For lists of entities, you can return the result as well as the metadata. By default, only the results are returned.

python results, meta = DOIs().get(return_meta=True)

python print(meta) {'total': 50869984, 'totalPages': 400, 'page': 1, 'states': [{'id': 'findable', 'title': 'Findable', 'count': 50869984}], 'resourceTypes': [{'id': 'dataset', 'title': 'Dataset', 'count': 15426144}, <...>] <...> 'subjects': [{'id': 'FOS: Biological sciences', 'title': 'Fos: Biological Sciences', 'count': 3304486}, <...>], 'citations': [], 'views': [], 'downloads': []}

Filters and queries

DataCite makes use of filter and queries. Filters can narrow down queries (~.~) and queries can help to search fields. See:

  • Filtering: https://support.datacite.org/docs/api-queries#filtering-list-responses
  • Making Queries: https://support.datacite.org/docs/api-queries#making-queries

The following example returns records created in the year 2020 on Dryad.

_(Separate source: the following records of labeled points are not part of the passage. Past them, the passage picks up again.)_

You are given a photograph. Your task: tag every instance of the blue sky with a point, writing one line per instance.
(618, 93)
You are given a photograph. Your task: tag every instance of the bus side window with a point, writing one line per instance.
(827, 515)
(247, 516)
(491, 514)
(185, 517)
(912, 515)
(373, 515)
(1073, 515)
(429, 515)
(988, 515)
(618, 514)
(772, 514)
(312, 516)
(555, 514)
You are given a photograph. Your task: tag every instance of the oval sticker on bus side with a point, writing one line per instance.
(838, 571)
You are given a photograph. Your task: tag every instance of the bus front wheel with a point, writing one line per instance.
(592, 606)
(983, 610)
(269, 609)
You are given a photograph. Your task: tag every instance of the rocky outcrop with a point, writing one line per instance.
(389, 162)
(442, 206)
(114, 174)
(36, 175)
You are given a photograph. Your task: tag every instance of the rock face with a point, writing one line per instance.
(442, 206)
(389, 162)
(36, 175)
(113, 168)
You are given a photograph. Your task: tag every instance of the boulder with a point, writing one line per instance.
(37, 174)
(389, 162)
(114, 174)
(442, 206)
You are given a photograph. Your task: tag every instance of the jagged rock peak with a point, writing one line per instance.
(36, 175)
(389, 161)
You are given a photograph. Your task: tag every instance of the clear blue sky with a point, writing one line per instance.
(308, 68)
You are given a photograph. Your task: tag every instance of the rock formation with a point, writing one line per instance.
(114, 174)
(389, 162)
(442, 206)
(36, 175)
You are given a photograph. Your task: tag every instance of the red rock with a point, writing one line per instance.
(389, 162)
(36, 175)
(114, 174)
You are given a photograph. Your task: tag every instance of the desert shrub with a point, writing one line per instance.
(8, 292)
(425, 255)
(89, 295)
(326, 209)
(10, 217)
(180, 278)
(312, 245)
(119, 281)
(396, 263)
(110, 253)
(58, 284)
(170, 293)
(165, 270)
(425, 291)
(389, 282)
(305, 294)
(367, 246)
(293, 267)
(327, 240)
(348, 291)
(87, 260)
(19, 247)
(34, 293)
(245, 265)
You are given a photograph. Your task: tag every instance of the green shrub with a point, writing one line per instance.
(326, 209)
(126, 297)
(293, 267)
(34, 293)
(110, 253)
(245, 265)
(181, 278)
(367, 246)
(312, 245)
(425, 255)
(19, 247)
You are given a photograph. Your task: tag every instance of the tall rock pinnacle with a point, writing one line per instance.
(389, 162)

python DOIs().filter(created=2020, client_id="dryad.dryad").get()

which is identical to:

python DOIs().filter(created=2020).filter(client_id="dryad.dryad").get()

Queries can work in a similar fashion and can be applied to all fields. For example, search for records with climate change in the title.

python DOIs().query("climate change").get()

Important to note, this returns a list of all the DOI records that contain the phrases climate and change in their metadata (potential mistake in DataCite documentation).

Nested attribute filters

Some attribute filters are nested and separated with dots by DataCite. For example, filter on creators.nameIdentifiers.nameIdentifierScheme.

In case of nested attribute filters, use a dict to build the query.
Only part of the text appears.